I am not sure what the others are doing race wise but there have been a lot of emails between ourselves which has been nice, Wotsit has been fit to burst with the anticipation!

Must take the kids for haircuts now (made them walk miles this morning in anticipation of lots of days with no exercise and centrally heated houses etc.) Will post on sub 3.15 and further in a bit when I get back.

Posted: 23/12/2008 at 13:47

I'm doing Reading too, we could have a race . Also planning on Ashby 20 in March and Stamford Striders 30k in February but both will be done at GMP. I also have a few cross countries to squeeze in. I'm hoping to do a bit less racing and a bit more training than usual, but I bet I can't resist when it comes down to it!
Posted: 23/12/2008 at 14:28

Just popping in to say hello to a fellow Super Sixer.
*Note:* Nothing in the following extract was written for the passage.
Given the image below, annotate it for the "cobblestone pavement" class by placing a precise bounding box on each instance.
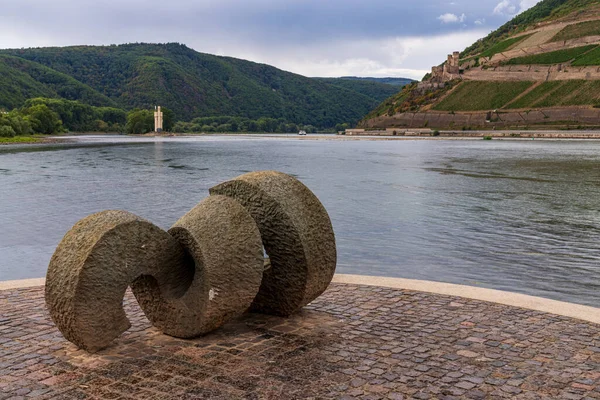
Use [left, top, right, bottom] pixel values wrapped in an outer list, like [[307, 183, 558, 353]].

Have a teetotal Christmas, lay off the mince pies and prepare mentally for January 5th.

Actually, no. Get mullered, eat cake and stuff any thoughts of training hard right up Santa's left nostril.

Posted: 23/12/2008 at 15:24

I also meant to mention that we have been given the services of a team GB nutritionalist. I am doing a weeks food diary at the moment and it is indeed an eye opener and quite scary process. It is certainly keeping me out of the kids selection boxes! I shall pass on any interesting information when she has analysed my diet/training etc and makes any recommendations etc.

We could have a race or help each other along Speedy!

Astride - there you are you busy bee, who do we mutually know then now that the cat is out of the bag? I have been wondering.

Posted: 23/12/2008 at 15:26

Well done Sue

Liz is a great coach.


Posted: 23/12/2008 at 16:50

None meant and none taken indeed
Posted: 23/12/2008 at 19:02

Thank you Gobi. I must admit that I was pleased to find I had been paired with Liz. Hoping I can make myself and others proud. It's a great opportunity.

TR - that's alright then, just checking

Just a 3 mile jog tonight. I loved it as I hadn't run yesterday. Found it hard to jog and even harder to turn round after 1.5 miles but this really is meant to be a cut back week and I am doing what is advised.

I just love running though!!!!!!

Posted: 23/12/2008 at 22:12

I know what you mean Sue, my easy 5 turned into 5.6 with a 'continuous hill session' in the middle - you run up and down the hill at the same pace without stopping. Never done one of those before. I'd tagged along with the Elswick Harriers on their last pre-Christmas training session. Not quite as easy as planned but it wasn't all out either. Oops.

No running tomorrow. I ... will... exercise.... self.... control!

Posted: 23/12/2008 at 22:49

Hi Sue - congrats again, wishing you a merry Christmas and Happy New Year - an exciting time ahead for all of us. Aiming for 3.20 myself - so will be following your schedule like a hawk!

Posted: 24/12/2008 at 09:02


amazed and impressed by the volume/speed/breadth of your training so far, roll on 3.15. it seems like liz is already giving you lots of advice, which is excellent.

hope you give yourself a day or two off over xmas. 

my food diary's fallen to pieces. i know little about training but common sense says that a happy runner is a good runner, and if wine is part of creating happiness it would be foolish to remove that from the nutritional intake. 


Posted: 24/12/2008 at 10:25

Dan - you are alive!! I completed my food diary last night so this morning had (Enid Blyton style) thick white bread toasted with lashings of butter with no GUILT!!! Enjoy your Christmas, have a lovely break (but not from the wine!)

Run Sho Run - 3.20 is more likely in my book too to be honest but I will see how the training goes and hope! Do stick around, it's nice to have lots of contributions.

Speedy - I might have a little jog today too if I can! I live in a really hilly area so I haven't specifically hill trained but it is supposed to be great for leg strength. I find the hills can be quite tiring though and I think you are supposed to do this kind of work at the outset of marathon training rather than nearer to M day (but what do I know!)